Don Rodrigo ordenó entonces a sus hombres que prendieran al monje. Éste, atenazado por los fuertes brazos de los soldados, recibió un fuerte golpe en la nuca, que le hizo perder el sentido. Don Rodrigo tomó un pergamino y escribió en él la siguiente frase: "Por sacrílego y desleal". Colocó el infamante cartel sobre el pecho de don Mendo y, ante los aterrados ojos de sus hombres de armas, lo clavó -atravesándolo con un grueso clavo- en el esternón del monje. Viendo que aún vivía, mandó a sus hombres que le bajaran al subterráneo y lo ahorcaran.
Penetró entonces en la cárcel de doña Sol y le anunció que su cómplice había sido ya castigado y que le había llegado a ella la hora. La dama fue conducida al in pace de la fortaleza. Cuando llegaron al lugar señalado por el marido, la dama, con gesto majestuoso, dijo: "Soy inocente. La sangre que mi esposo derrama caerá sobre su cabeza. Don Rodrigo: quedáis emplazado, de aquí a veinte días, si soy inocente".
Entró en el in pace, y cuando los hombres daban las últimas paletadas que tapaban el muro se oyó todavía la voz de doña Sol, que decía: "Emplazado quedáis, don Rodrigo; emplazado quedáis".
Veinte días después murió don Rodrigo repentinamente, por lo cual fue desemparedado el cuerpo de la dama para darle cristiana sepultura.
(Vicente García de Diego en LEYENDAS DE ESPAÑA)
La Maldición de la Dama Blanca o La Mujer Emparedada
Todavía hoy, ya entrado el siglo XXI, ha quienes aseguran ver por la noche, en los alrededores del castillo, misteriosas sombras, extrañas luces y sonidos de procedencia desconocida.

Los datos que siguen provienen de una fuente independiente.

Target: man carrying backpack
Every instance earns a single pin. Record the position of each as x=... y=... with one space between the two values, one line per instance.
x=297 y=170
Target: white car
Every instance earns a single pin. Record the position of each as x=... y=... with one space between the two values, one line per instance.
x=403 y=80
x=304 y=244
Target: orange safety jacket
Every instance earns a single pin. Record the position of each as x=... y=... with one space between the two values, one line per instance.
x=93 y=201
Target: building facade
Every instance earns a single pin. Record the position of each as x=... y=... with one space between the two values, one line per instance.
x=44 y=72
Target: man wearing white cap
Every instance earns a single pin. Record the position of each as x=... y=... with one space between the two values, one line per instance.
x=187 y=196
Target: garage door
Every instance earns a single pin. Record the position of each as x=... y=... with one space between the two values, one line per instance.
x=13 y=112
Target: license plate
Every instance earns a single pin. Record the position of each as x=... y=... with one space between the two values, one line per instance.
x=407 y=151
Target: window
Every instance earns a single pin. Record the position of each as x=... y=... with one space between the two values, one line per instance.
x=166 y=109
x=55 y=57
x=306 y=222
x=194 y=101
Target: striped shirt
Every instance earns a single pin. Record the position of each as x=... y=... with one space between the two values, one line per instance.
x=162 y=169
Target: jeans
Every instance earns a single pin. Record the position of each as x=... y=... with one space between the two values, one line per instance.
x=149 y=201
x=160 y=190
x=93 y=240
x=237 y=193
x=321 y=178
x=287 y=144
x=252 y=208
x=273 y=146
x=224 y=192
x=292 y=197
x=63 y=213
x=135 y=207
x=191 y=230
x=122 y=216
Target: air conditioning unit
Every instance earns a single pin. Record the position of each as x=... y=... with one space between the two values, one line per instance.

Representación teatral en el Castillo
 de la Concepción.
Foto de Pedro Martínez


De unos años para acá, el Ayuntamiento de Cartagena rescata la historia de Doña Sol, durante la noche de las ánimas, del 31 de octubre al 1 de noviembre, en el Castillo de la Concepción: Luces, sonidos y efectos espectrales reviven nuevamente a Doña Sol de Iepes y Don Mendo de Acevedo, "cuyas vidas fueron arrebatadas en circunstancias terroríficas por orden de Don Rodrigo de Rocatti e Alvear, el señor del castillo. Desde entonces es un lugar maldito por sacrilegio, traición y asesinato. El castillo sigue habitado por las almas perdidas que durante la noche de las ánimas, despiertan para recorrer sus pasadizos. Una historia de amor, transformada en una terrible tragedia donde la maldición de la Dama Blanca no dejará que nadie escape de sus muro".